There are a couple of problems with this approach. The first is, it is very difficult to score the loaves properly in the casserole dish, because things have to happen quickly when the time comes to plop the dough into the pot. You have to get that lid back on fairly quickly, or you are losing moisture. You have to get that pot back into the oven fast, or you are losing heat. You could, I suppose, forget about taking a picture for posterity. But I chose instead to forego the scoring, which meant these loaves blew themselves apart where-they-will. That is a common feature of my Lahey loaves.
The second problem is, how hot should I make it? Reinhart gives some direction on how hot the oven should be for his hearth-baking (hot!), but it is not the same temperature that Lahey advises for his recipes (also hot, but not quite as hot). The timing is approximately the same though, for Reinhart and Lahey's loaves.
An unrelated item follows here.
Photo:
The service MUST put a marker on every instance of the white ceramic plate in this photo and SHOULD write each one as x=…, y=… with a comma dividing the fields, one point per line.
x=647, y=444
I opted to use Reinhart's temperature for the initial baking, but to back it off to Lahey's temperature about 10 minutes into it. So the temperature for the final baking, where the lid comes off, is somewhat less than Reinhart advises.
Ingredients
I left all the ingredients out at room temperature for 24 hours, whether or not I should have.
I set the containers on a high shelf, atop the quilting frame, to get them out of the way |
The soaker saw some fermentation: you could even see little ponds of hooch forming already here and there. I divided up the soaker equally between the doughs.
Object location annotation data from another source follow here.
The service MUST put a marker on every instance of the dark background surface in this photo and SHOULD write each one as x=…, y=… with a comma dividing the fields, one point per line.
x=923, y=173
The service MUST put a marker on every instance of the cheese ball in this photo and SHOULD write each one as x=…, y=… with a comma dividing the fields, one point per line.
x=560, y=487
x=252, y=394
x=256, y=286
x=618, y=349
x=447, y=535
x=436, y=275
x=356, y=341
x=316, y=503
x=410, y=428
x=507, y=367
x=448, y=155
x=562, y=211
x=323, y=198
These loaves are made identically, except the longer one has some agave and oil. The boule-shaped loaf has no optional ingredients at all. This time no extra water was dumped on them accidentally.
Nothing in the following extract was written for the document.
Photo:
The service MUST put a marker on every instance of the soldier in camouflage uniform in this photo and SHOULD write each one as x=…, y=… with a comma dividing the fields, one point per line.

First I mixed up the one with agave and olive oil. It also got some extra yeast, so this loaf is a hybrid of wild and commercial yeasts.
Then I mixed up the one with no optional ingredients. I did find that the dough with no sweetener or oil was fairly dry and required me to wet my hands once to get all the flour incorporated. That's all it required though.
Method
I bulk fermented and proofed it as Reinhart would have us do.
Forming the dough: First, the batardy shape:
Then the boule:
During the last 30 minutes of the proofing in baskets, I preheated the oven with 2 casserole dishes in it, to 500 degrees F. As stated above, I plopped them into the hot pots and closed them without scoring the loaves, expecting them to blow apart wherever they would.
The boule wasn't in the middle of the dish, so would bake a little unevenly |
That gives the loaves this sort of haphazard, rustic look.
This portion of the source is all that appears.